La réglementation d’un système hautement volatile et décentralisé reste un défi pour la plupart des gouvernements, nécessitant un équilibre entre la minimisation des risques et la maximisation de l’innovation. Seul un quart des pays d’Afrique subsaharienne réglemente officiellement les crypto-monnaies. Toutefois, comme le montre notre graphique de la semaine, les deux tiers ont mis en place certaines restrictions et six pays – le Cameroun, l’Éthiopie, le Lesotho, la Sierra Leone, la Tanzanie et la République du Congo – ont interdit les crypto-monnaies. Le Zimbabwe a ordonné à toutes les banques de cesser de traiter les transactions et le Liberia a ordonné à une start-up cryptographique locale de cesser ses activités.

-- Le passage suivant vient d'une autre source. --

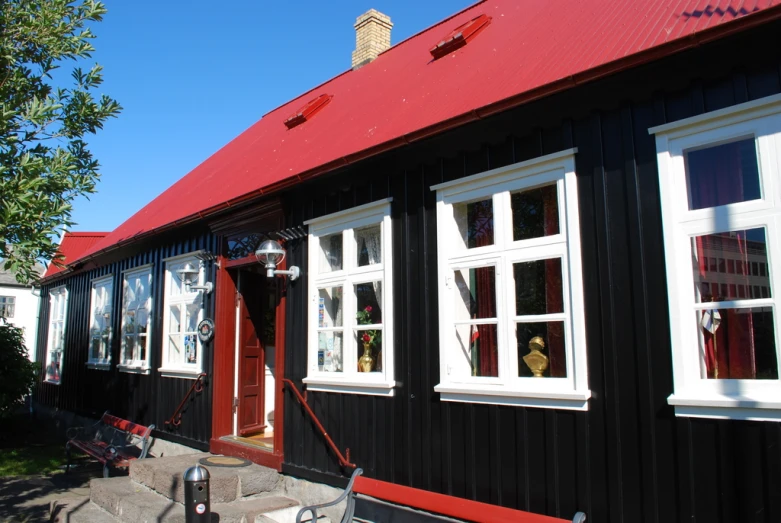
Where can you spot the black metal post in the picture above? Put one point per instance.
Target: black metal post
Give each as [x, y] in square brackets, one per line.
[197, 508]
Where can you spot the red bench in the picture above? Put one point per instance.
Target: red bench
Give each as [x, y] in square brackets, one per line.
[113, 441]
[431, 502]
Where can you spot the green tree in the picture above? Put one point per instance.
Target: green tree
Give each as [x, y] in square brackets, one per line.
[44, 160]
[19, 373]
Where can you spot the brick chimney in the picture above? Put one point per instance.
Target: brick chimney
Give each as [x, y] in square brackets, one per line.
[372, 36]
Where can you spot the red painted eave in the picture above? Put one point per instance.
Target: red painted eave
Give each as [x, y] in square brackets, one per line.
[72, 247]
[530, 50]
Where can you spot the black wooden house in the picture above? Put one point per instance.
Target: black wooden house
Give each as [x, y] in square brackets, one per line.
[536, 247]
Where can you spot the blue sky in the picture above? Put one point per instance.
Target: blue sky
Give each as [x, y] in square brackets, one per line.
[192, 75]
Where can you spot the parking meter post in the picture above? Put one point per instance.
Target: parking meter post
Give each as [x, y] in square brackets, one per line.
[197, 508]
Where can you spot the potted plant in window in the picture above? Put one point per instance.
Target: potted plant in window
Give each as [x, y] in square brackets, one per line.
[369, 338]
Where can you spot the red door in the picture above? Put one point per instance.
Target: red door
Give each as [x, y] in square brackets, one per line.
[252, 357]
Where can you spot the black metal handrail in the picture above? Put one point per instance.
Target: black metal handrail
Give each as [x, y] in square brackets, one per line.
[197, 386]
[343, 461]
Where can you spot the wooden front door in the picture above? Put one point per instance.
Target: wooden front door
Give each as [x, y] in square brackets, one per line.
[252, 355]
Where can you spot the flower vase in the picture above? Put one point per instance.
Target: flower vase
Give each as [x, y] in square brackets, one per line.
[366, 362]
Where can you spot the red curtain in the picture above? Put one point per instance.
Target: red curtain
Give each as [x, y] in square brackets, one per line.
[553, 290]
[730, 352]
[485, 359]
[716, 179]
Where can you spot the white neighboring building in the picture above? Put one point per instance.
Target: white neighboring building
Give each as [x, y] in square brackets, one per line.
[20, 307]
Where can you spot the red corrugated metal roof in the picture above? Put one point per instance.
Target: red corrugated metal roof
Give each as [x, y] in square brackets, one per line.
[72, 247]
[530, 46]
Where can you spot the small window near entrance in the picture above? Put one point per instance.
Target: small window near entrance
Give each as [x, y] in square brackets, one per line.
[350, 313]
[182, 311]
[7, 306]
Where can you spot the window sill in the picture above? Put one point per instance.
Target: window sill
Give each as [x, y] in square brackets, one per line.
[514, 398]
[369, 388]
[719, 406]
[133, 369]
[171, 372]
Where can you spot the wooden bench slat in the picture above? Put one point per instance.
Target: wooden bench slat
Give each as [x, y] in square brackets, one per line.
[113, 433]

Selon Chainalysis, l’Afrique est l’un des marchés cryptographiques à la croissance la plus rapide au monde, mais reste le plus petit, avec des transactions cryptographiques culminant à 20 milliards de dollars par mois au milieu de l’année 2021. Le Kenya, le Nigeria et l’Afrique du Sud comptent le plus grand nombre d’utilisateurs dans la région. De nombreuses personnes utilisent les crypto-actifs pour des paiements commerciaux, mais leur volatilité les rend inadaptés en tant que réserve de valeur.

Si les crypto-monnaies sont adoptées comme monnaie légale, comme en Centrafrique, cela pourrait mettre en péril les finances publiques

Les décideurs politiques craignent également que les crypto-monnaies puissent être utilisées pour transférer illégalement des fonds hors de la région et pour contourner les règles locales visant à empêcher les sorties de capitaux. L’utilisation généralisée des crypto-monnaies pourrait également nuire à l’efficacité de la politique monétaire, créant ainsi des risques pour la stabilité financière et macroéconomique.

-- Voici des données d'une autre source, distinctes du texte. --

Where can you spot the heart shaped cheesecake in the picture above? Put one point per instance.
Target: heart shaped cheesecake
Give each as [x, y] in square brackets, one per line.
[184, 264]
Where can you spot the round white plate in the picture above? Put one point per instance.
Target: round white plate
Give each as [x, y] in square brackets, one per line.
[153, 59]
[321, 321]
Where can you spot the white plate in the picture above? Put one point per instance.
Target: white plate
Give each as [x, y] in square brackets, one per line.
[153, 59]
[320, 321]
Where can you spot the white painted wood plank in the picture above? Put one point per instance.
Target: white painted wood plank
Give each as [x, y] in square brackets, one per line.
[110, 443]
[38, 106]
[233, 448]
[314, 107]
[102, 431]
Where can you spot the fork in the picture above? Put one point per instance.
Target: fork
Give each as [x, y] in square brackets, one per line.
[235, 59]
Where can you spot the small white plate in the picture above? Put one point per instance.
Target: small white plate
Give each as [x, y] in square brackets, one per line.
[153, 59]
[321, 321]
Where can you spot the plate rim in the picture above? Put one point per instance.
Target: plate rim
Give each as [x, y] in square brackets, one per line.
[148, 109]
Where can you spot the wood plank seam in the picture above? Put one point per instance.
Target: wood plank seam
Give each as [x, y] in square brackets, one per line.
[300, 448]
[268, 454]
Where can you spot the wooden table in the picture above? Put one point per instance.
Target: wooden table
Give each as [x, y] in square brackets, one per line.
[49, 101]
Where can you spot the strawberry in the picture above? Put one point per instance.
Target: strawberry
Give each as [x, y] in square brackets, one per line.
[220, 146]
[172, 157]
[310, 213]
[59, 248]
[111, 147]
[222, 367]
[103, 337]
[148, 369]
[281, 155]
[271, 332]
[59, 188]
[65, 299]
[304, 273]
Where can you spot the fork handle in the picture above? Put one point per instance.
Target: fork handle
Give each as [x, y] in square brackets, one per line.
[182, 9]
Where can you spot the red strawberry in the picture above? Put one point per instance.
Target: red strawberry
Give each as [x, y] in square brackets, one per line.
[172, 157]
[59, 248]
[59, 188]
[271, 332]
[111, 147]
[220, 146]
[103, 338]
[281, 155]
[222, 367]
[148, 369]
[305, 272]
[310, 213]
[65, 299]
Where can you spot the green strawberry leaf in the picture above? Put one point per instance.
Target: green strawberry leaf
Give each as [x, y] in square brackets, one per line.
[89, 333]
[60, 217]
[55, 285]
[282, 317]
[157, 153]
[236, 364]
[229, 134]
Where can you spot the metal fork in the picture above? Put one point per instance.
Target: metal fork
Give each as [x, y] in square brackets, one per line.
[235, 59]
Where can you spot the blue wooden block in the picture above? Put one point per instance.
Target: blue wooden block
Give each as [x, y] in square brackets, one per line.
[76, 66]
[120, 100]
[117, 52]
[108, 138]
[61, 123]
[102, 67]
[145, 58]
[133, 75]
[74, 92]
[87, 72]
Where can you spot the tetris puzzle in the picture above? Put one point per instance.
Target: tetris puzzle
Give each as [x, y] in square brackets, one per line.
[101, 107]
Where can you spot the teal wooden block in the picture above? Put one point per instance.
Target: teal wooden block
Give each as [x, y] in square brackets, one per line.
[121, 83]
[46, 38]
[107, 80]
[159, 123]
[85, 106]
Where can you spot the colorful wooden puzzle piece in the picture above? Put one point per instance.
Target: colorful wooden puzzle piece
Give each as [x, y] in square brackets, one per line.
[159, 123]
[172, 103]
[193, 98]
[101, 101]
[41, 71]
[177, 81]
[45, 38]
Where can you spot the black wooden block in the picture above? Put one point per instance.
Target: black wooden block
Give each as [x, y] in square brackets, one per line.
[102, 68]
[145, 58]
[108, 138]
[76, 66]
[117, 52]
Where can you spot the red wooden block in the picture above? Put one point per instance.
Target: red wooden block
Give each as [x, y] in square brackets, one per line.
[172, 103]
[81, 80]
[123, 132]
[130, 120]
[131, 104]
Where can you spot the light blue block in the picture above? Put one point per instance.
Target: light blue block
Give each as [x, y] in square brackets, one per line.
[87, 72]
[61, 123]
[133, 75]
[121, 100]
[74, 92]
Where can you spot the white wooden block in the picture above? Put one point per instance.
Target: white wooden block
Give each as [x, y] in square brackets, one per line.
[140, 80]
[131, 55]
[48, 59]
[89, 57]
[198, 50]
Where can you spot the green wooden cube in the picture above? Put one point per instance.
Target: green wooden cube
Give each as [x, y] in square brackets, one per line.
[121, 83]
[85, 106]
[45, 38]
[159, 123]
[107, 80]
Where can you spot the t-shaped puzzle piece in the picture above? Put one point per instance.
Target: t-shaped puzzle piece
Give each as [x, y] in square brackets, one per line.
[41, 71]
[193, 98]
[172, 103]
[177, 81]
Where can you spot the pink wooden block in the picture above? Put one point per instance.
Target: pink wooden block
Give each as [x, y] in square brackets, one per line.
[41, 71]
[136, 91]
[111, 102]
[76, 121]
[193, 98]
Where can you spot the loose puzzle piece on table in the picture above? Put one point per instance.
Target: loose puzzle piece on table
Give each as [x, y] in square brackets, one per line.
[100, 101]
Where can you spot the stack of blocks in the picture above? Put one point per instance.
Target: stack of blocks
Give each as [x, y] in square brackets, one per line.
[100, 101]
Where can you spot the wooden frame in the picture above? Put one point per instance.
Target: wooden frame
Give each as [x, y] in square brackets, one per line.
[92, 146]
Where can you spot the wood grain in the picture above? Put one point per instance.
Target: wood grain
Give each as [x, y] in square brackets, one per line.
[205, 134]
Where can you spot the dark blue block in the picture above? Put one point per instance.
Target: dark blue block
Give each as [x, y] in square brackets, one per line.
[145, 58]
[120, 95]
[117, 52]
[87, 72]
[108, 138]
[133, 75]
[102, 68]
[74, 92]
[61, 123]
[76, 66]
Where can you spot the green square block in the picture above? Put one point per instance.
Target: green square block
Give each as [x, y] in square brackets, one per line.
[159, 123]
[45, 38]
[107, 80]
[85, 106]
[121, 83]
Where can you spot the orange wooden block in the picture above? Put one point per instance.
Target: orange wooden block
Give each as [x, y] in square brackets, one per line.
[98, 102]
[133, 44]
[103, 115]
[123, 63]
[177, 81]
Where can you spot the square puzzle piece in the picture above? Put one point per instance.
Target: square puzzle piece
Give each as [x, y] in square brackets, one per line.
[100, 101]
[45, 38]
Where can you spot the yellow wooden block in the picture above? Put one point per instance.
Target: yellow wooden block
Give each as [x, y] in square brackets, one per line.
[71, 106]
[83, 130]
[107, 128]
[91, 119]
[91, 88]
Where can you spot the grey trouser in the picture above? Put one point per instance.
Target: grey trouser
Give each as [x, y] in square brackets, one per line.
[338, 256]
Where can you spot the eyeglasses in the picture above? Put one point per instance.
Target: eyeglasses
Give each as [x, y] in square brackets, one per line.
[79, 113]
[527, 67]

Les risques sont d’autant plus grands si les crypto-monnaies sont adoptées comme monnaie légale, comme l’a fait récemment la République centrafricaine. Si les crypto-actifs sont détenus ou acceptés par le gouvernement comme moyen de paiement, cela pourrait mettre en péril les finances publiques. La République centrafricaine est le premier pays d’Afrique, et le deuxième au monde après le Salvador, à faire du bitcoin un moyen de paiement légal. Cette mesure a mis le pays en porte-à-faux avec la Banque des États de l’Afrique centrale (BEAC) – la banque centrale régionale qui dessert la Communauté économique et monétaire de l’Afrique centrale (CEMAC), dont la République centrafricaine est membre – et viole le traité de la CEMAC. L’organe de supervision du secteur bancaire de la BEAC, la Commission bancaire de l’Afrique centrale, a interdit l’utilisation des crypto-monnaies pour les transactions financières dans la région de la CEMAC.